Joseph further wrote: "(Peterson's) doctors reported that subcutaneous testosterone pellets were administered to Mr. Peterson on November 12, 2011 and that they account for the positive drug test on samples taken from Mr. Peterson by VADA on March 19, 2012. It should be noted that Mr. Peterson did not alert (the WBA), the IBF or the District of Columbia Boxing and Wrestling Commission to his alleged condition or the insertion of these testosterone pellets prior to or after the bout.

"Logic dictates that if remnants of the testosterone inserted on November 12, 2011, were present in Mr. Peterson's system on March 19, 2012, and accounted for a finding by VADA that there were illegal substances in Mr. Peterson that were consistent with the administration of an anabolic steroid such as testosterone, then the substance was most definitely in his system on December 10, 2011.

"In light of the above, we submit that Mr. Peterson had a performance enhancing substance in his system prior to and during the bout, and as a result thereof, the bout result should be overturned and the outcome should be changed to a no-contest."

Joseph wrote similar letters to Peoples and Mendoza, both of which were also obtained by ESPN.com.

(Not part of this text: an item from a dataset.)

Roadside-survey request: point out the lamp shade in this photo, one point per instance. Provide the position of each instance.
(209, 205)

In those letters, Joseph concluded by asking that the belts be returned to Khan.

The IBF and WBA are both reviewing the situation.

"We are reviewing all of this and we are still in the process of collecting information," Peoples told ESPN.com. "The IBF has no authority to overturn a decision. I have been in contact with the D.C. commission to see what their position is and they will get back to me."

Mendoza told ESPN.com that he was "still waiting for all reports before issuing a decision in Khan's case."

Khan (26-2, 18 KOs), of England, is livid with Peterson (30-1-1, 15 KOs) and wants the result changed and his titles back.

"He's a fake and I'd tell him that to his face," Khan told ESPN.com in an interview on Wednesday night, a few hours after the fight was canceled. "Lamont Peterson is a fake and a fraud who cheated his way through. Now he will always be remembered as a cheater just like (former welterweight titlist) Antonio Margarito (who was caught trying to fight with loaded hand wraps). We used to have a lot of respect for Peterson. But now, I think he's let all of the boxing fans around the world down for what he's done."

Khan added: "Of course, the first fight should be declared a no-contest. That was his first world title fight, he was at home and he would do anything he could to win.

"I hit him with everything in that fight and he kept getting stronger and stronger. He was recovering so fast after all the punches he was getting caught with. People were saying they had never seen him like that and now we know why."